Este orden de tiempo está confirmado por otras consideraciones. Por una parte, dicha edad debe ser superior a la de los más antiguos minerales uraníferos conocidos, que corresponden a unos 3000 millones de años. Y por otra parte, la proporción media del plomo, especialmente del isótopo 207, existente en las rocas graníticas, es demasiado débil con relación a la cantidad de uranio en estas mismas rocas para que se pueda suponer una edad superior a 5000 millones de años.

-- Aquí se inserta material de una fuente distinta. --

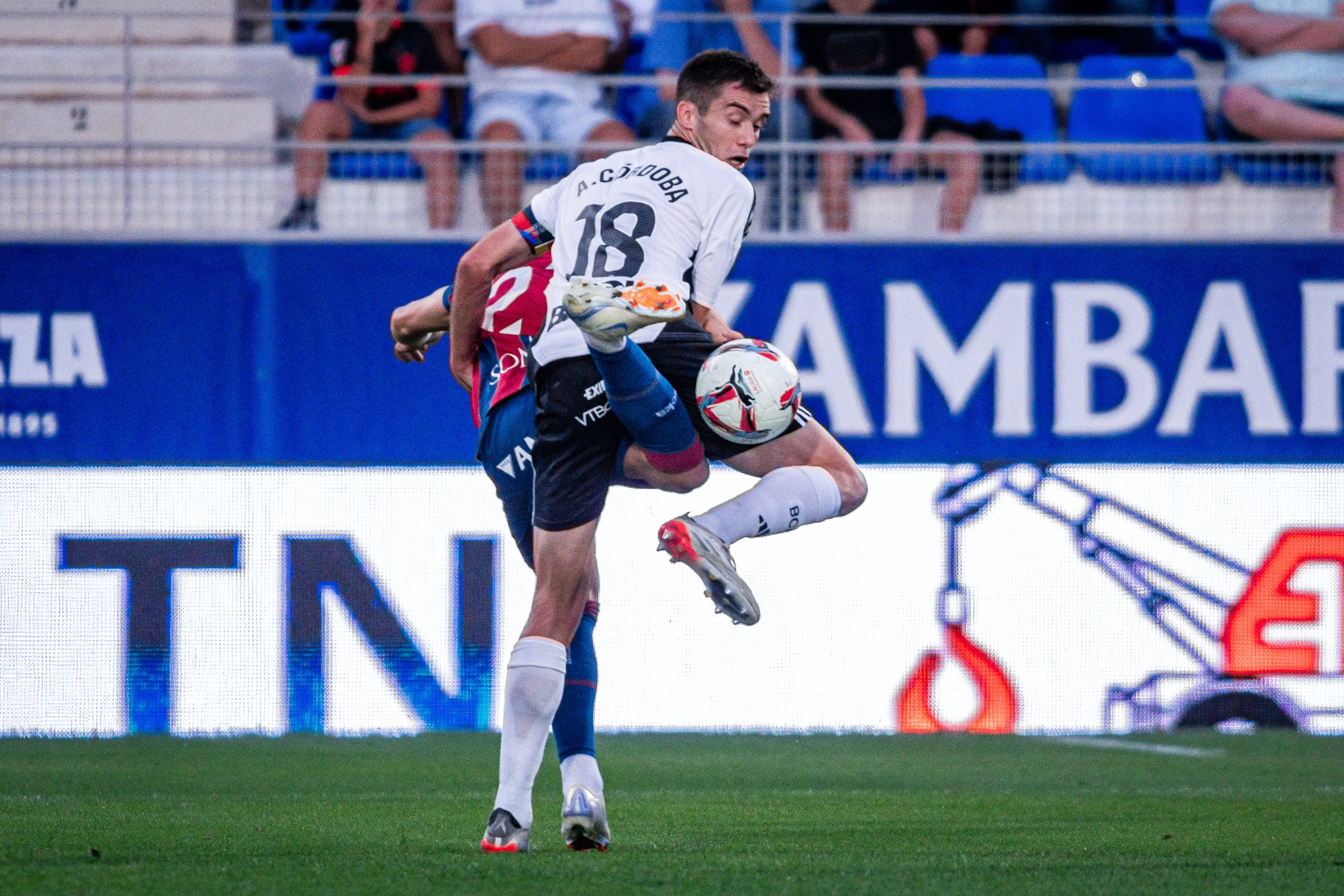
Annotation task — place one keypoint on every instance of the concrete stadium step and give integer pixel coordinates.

El mismo geólogo antes mencionado realizó otros cálculos que no proporcionan la edad de un mineral determinado, sino que tienden a conocer el conjunto del tiempo transcurrido desde la formación de la corteza terrestre. La fecha que trató de encontrar en este caso está fundada en la diferenciación entre una corteza ácida, siálica, en la que se acumuló el uranio, y la que existía después de su transformación en plomo. Según Holmes, esto debió producirse en las primeras fases del enfriamiento de la Tierra. Pero la fecha no puede corresponder al origen mismo de nuestro globo, como pretendió dicho geólogo.

Según Vinogradov, ilustre investigador ruso que durante los años 1951-1952 comprobó los diversos datos existentes sobre el particular, es imposible establecer la edad total de la Tierra fundándose únicamente en el estudio del plomo procedente del uranio. Y aunque los resultados obtenidos sean bastante exactos, es indudable que nuestro planeta existía desde mucho tiempo antes de la formación de su corteza, la cual tuvo lugar en tiempos muy posteriores. Por consiguiente, los métodos radiactivos únicamente pueden determinar cuántos años han transcurrido desde que los elementos químicos de la Tierra se encontraron en tales condiciones que impidieron la formación de nuevos átomos radiactivos en sustitución de los desintegrados. Esta posibilidad reviste extraordinaria importancia, pues la formación de la corteza terrestre se produjo mucho antes de la aparición en nuestro planeta de la primera célula viva.

En la actualidad, a través de la datación basada en el decaimiento del hafnio-182 en tungsteno-182, se estima la edad de la Tierra en unos 4543.9 millones de años. Este cálculo fue realizado por John Rudge y colaboradores, del Departamento de Ciencias de la Tierra de la Universidad de Cambridge, en 2010.